MB&F’s LM1 brings avowed historical perspective to the brand’s avant-garde style of watchmaking.
By Laurie Kahle, October 04, 2011
What’s this? Has Max Büsser gone conventional on us? Today’s launch of the LM1, the first MB&F Legacy Machine, took the watch world by surprise not with its radical timekeeping vision, but rather with its traditional, round case. Following the sci-fi HM4 and HM3, expectations were no doubt pinned on yet an even more fantastical contraption. Not this time, responded Büsser, who decided to directly reference watchmaking history instead of conjuring up another futuristic machine. His impetus for the new piece arose from thinking more about time travel à la Jules Verne rather than space travel à la Battlestar Galactica. He asked himself what kind of watch would he create if he were born 100 years earlier in 1867 rather than in 1967. Naturally, a round pocket watch was the inspirational starting point. But, while the LM1 pays tribute to watchmaking’s golden age of invention from 1780 to 1870, it still breaks some rules so as not to disappoint MB&F’s renegade fans.
In late 2007, Max started drawing his vision for the LM1, which exudes a cool steampunk edge. “I sketched this round movement with an enormous balance wheel taken from under the movement where it usually is and completely suspended it on top of the movement,” he explains in a video about the making of the piece (watch it below). “Why? What was the most important thing to the great masters of the 19th and 18th centuries? It was the regulating system.”
Büsser recruited Jean-François Mojon, who is known for creating the Harry Winston Opus X, and Kari Voutilainen, a revered independent virtuoso of classical watchmaking.
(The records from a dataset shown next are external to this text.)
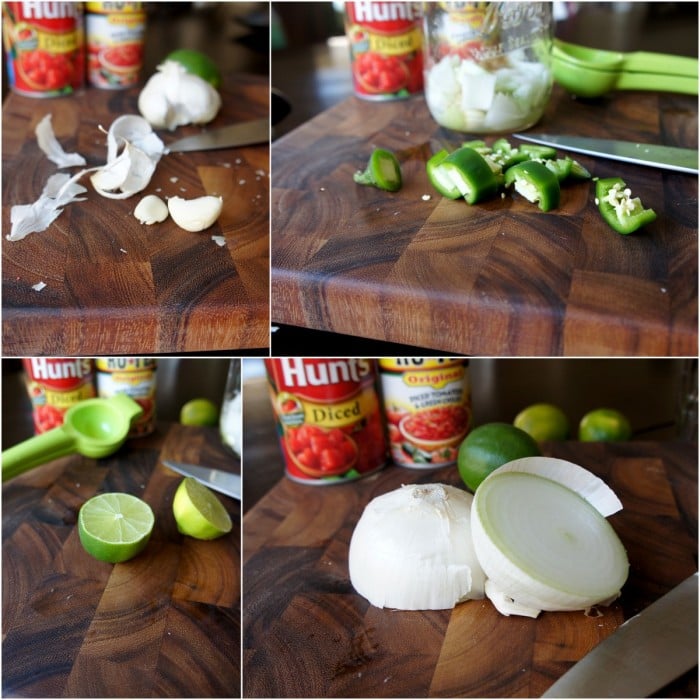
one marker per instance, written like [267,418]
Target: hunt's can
[135,377]
[386,48]
[54,385]
[328,418]
[427,403]
[115,33]
[44,46]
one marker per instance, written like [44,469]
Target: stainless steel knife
[243,134]
[683,160]
[644,654]
[217,479]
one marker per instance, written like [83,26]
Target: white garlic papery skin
[412,549]
[173,97]
[151,210]
[195,214]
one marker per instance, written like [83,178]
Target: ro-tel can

When presented with Büsser’s first sketch three years ago, both signed on to the project and started building an original movement that honors their ancestors without going old school. “The design Kari did on the movement is so amazing,” says Büsser, “that when you turn it around and look at the bridges, you virtually do not realize there is no balance wheel.”
Naturally, when looking at the front of the watch, the first thing you do notice is that oversize floating balance wheel, hovering over twin dials under a dome of glistening sapphire crystal. The balance is suspended from a bridge inspired by the Eiffel Tower. Another twist is the independent dual-time-zone system that allows you to set any second time you wish, instead of limiting you to hour or half hour intervals. And arcing up from the 6 o’clock position is a vertical power reserve shaped like a sextant.
MB&F’s Legacy Machines collection will evolve as a historic alter ego to the audacious Horological Machines. Though Büsser’s take on traditional watchmaking remains progressive, he admits the LM1 will, for the first time, invite comparison with what has been accomplished over the centuries by the world’s most established and illustrious brands. Of course, this prospect does not daunt watchmaking’s master of surprise.